Statins for Migraine Prevention

Andrea G. Scott, PharmD, MPH

Disclosures

September 12, 2016

Question

For patients who do not respond to first-line migraine prevention treatments, are statins an effective option?

 
Response from Andrea G. Scott, PharmD, MPH
Pharmacist, Stone Springs Hospital Center, Dulles, Virginia

Migraine headache is a common disorder; about 14% of US adults aged 18 years and older have experienced migraine or severe headache in the previous 3 months. Migraine is about twice as common in females than males (19.1% vs 9%), with the highest incidence occurring in women aged 18-44 years.[1]

Epidemiologic studies estimate that about 38% of patients with migraine need preventive therapy, but few patients (3%-13%) take prophylactic medications.[2] Current migraine prevention guidelines suggest antiepileptic drugs, including divalproex sodium, sodium valproate, and topiramate; and beta-blockers, including metoprolol, propranolol, and timolol, as first-line agents for migraine prevention. Frovatriptan is recommended for menstrually associated migraine.[3] Statin drugs are not recommended or mentioned in current guidelines.

The potential use of statins for the prevention of migraine was first proposed in a case report a decade ago. A 58-year-old man was prescribed atorvastatin 20 mg daily for hypercholesterolemia. He had a history of recurrent typical aura with migraine (approximately two episodes per month) since he was 20 years old. After he began statin therapy, his migraine attacks disappeared.[4]

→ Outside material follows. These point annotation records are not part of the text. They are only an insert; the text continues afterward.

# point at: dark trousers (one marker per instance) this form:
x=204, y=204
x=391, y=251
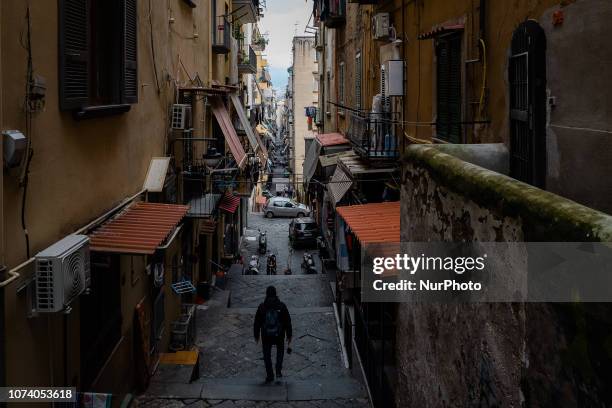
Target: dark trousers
x=280, y=352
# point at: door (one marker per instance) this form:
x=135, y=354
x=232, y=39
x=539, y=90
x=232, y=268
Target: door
x=527, y=79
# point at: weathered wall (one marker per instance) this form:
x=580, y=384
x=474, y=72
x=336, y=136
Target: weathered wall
x=80, y=169
x=304, y=68
x=496, y=354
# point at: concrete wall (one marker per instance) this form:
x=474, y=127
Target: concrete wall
x=496, y=354
x=80, y=169
x=304, y=69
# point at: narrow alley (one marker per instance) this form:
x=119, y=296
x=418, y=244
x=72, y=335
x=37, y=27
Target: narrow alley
x=231, y=364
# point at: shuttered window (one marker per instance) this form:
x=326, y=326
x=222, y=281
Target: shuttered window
x=98, y=62
x=358, y=69
x=448, y=88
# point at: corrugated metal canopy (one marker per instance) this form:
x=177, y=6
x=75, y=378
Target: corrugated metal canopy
x=339, y=185
x=311, y=160
x=373, y=223
x=139, y=229
x=231, y=137
x=229, y=203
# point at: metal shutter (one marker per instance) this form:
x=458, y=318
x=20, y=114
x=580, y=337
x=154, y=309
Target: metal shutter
x=130, y=52
x=448, y=52
x=73, y=54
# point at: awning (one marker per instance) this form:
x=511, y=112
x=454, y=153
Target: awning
x=254, y=140
x=203, y=205
x=229, y=203
x=373, y=223
x=140, y=229
x=208, y=226
x=339, y=185
x=232, y=139
x=311, y=160
x=440, y=30
x=331, y=139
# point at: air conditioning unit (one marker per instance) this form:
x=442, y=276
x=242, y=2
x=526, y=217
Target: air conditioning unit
x=181, y=116
x=62, y=273
x=392, y=78
x=380, y=26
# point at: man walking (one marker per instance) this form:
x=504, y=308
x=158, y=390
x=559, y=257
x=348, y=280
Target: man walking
x=272, y=325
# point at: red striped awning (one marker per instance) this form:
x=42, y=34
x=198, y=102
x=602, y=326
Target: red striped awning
x=440, y=30
x=229, y=203
x=140, y=229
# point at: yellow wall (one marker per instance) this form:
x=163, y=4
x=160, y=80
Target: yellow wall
x=80, y=169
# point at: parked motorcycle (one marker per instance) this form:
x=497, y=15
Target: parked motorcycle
x=271, y=266
x=263, y=242
x=308, y=264
x=253, y=268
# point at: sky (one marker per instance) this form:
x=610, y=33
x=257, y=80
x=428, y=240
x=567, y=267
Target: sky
x=279, y=22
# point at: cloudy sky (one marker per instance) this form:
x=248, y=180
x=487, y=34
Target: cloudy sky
x=279, y=22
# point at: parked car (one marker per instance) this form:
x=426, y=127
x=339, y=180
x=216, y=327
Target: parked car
x=285, y=207
x=303, y=231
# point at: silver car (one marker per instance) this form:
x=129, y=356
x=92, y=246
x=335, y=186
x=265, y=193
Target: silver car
x=285, y=207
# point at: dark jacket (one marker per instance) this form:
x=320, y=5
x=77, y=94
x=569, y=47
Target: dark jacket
x=260, y=316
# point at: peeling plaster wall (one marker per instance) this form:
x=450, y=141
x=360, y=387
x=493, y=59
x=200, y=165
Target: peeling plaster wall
x=496, y=354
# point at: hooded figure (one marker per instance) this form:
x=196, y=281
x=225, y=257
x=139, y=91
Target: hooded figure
x=272, y=324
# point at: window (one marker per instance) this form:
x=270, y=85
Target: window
x=448, y=90
x=341, y=85
x=97, y=53
x=358, y=68
x=527, y=80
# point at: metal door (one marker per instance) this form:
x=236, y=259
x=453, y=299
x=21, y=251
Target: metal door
x=527, y=79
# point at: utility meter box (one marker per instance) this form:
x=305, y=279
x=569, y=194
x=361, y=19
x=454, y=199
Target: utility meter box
x=14, y=145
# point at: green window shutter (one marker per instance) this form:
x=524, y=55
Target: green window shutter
x=448, y=53
x=129, y=91
x=74, y=51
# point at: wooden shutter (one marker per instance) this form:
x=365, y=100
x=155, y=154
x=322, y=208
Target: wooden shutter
x=73, y=54
x=129, y=91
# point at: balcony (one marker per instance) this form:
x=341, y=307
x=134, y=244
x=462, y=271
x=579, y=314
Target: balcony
x=245, y=11
x=373, y=136
x=222, y=36
x=247, y=64
x=333, y=13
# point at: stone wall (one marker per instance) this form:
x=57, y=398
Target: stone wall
x=497, y=354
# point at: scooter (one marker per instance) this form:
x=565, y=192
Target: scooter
x=271, y=266
x=263, y=243
x=253, y=268
x=308, y=264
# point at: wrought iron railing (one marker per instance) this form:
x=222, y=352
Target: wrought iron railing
x=373, y=136
x=247, y=63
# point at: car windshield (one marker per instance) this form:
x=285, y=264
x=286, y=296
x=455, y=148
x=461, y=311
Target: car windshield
x=307, y=227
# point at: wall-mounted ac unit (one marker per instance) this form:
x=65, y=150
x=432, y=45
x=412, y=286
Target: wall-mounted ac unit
x=392, y=78
x=380, y=26
x=62, y=273
x=181, y=116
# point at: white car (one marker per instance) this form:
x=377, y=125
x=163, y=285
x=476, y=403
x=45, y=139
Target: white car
x=285, y=207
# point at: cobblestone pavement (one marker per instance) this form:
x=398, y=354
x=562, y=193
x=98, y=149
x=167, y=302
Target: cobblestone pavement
x=231, y=364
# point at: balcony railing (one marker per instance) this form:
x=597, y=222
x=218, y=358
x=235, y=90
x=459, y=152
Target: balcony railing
x=222, y=36
x=333, y=13
x=247, y=64
x=373, y=136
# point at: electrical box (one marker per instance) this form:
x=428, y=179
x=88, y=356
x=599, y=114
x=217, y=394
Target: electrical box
x=14, y=147
x=392, y=78
x=181, y=116
x=381, y=26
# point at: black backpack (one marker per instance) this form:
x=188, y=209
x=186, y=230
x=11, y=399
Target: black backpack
x=272, y=325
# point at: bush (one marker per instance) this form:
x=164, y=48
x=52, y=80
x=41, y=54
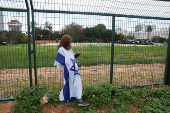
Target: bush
x=28, y=100
x=99, y=96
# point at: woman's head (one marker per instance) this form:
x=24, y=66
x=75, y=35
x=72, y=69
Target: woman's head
x=65, y=42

An open-label study followed with propranolol 60 mg daily in women with more than six migraine attacks per month and simvastatin 20 mg in women with hyperlipidemia and more than six migraine attacks per month. Both drugs had a high efficacy (possibly owing to factors such as high expectation for cure); the response rate for propranolol was 88% with a 50% decrease in attacks and 83% for simvastatin.[5]

A cross-sectional population study of nearly 6000 people found that statin use was associated with a lower prevalence of severe headache or migraine (odds ratio [OR], 0.67; 95% confidence interval [CI], 0.46-0.98; P=.04). When the variable of vitamin D status was analyzed, statin use among participants who had a serum 25-hydroxy vitamin D level >57 nmol/L (22.8 ng/mL) had a much lower risk for severe headache or migraine with an adjusted OR of 0.48 (95% CI, 0.32-0.71, P=.001), while no association was found with people with lower vitamin D levels.[6]

A double-blind, controlled study randomly assigned 57 adults with episodic migraine to either simvastatin 20 mg twice daily plus vitamin D3 (cholecalciferol) 1000 IU twice daily or identical placebo for 24 weeks. In the simvastatin/vitamin D group, eight patients (25%) experienced 50% reduction in the number of migraine days at 12 weeks and nine patients (29%) at 24 weeks; only one patient (3%) in the placebo group experienced a reduction in migraine days (simvastatin/vitamin D vs placebo, P=.03).[7]

Statins have pleiotropic effects in addition to antihyperlipidemic effects that may play a role in reducing migraine attacks. Statins may reduce migraine attack frequency by improving endothelial function, arterial stiffness, and vascular tone. Other actions, such as reducing inflammatory responses and decreasing platelet aggregation and thrombosis, also could contribute to the beneficial effect on migraine.[6]

For patients who do not respond to first-line migraine prevention treatments, a statin might be worth a try based on limited evidence and a good safety profile. Some evidence suggests that statins might be more effective with adequate vitamin D levels, so determining adequacy of vitamin D would be a reasonable first step. If a statin is indicated for a condition other than migraine, ask the patient if the statin has affected the frequency of migraine. Whether one statin is more effective than another for migraine is unknown. More research is required in larger numbers of patients to establish the place of statins in migraine prevention.